Money. It’s what makes the world go round.
We think about money a lot. We used to be bargain bin, after-Christmas-sale kind of girls. But then, during our crazy journey from college grads to nomadic travelers to clothing designers, we started tracking the money trail of fashion.
It changed our perspective completely. Now, after two years of living and breathing sustainable fashion, we can hardly remember what it’s like to buy something new, or make purchases without hemming and hawing.
But we wanted to know how other people shop. What’s important to them? How often do they think about the money trail of their purchase?
According to the US Census Bureau, the average American family spent $144 per month on clothing in 2009. But where does all of that money go?

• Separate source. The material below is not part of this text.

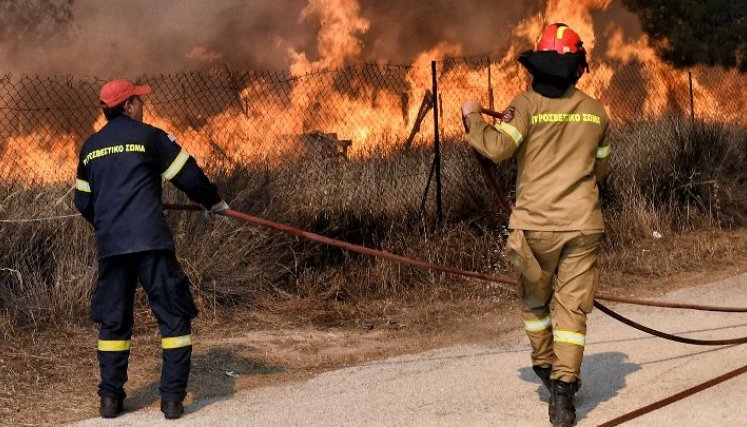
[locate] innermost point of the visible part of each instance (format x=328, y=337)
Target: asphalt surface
x=494, y=386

We created a diagram to trace the hands that touch a garment.
That’s a lot of hands, a lot of shipping, and a lot of activity for one t-shirt or one pair of jeans. And when we look closely at all of those steps, it’s hard not to ask,
“How can clothes possibly be so cheap?”
The average pair of jeans in America costs $34. But if we accounted for all of the environmental damage done along the way — emissions, processing, GMO seeds, pesticide-use — what would the cost really be?
How much would you pay to breathe clean air? Or drink clean water?
How much would you pay so that the people who make your clothes could breathe clean air and drink clean water?
A dollar extra? Two? Three?
We don’t have all the answers and we’re learning more about true cost and the trickle-down effect every day. What we do know, though, is that shopping isn’t some frivolous activity. Shopping is an investment in the world – and your investment represents the kind of world you want to live in.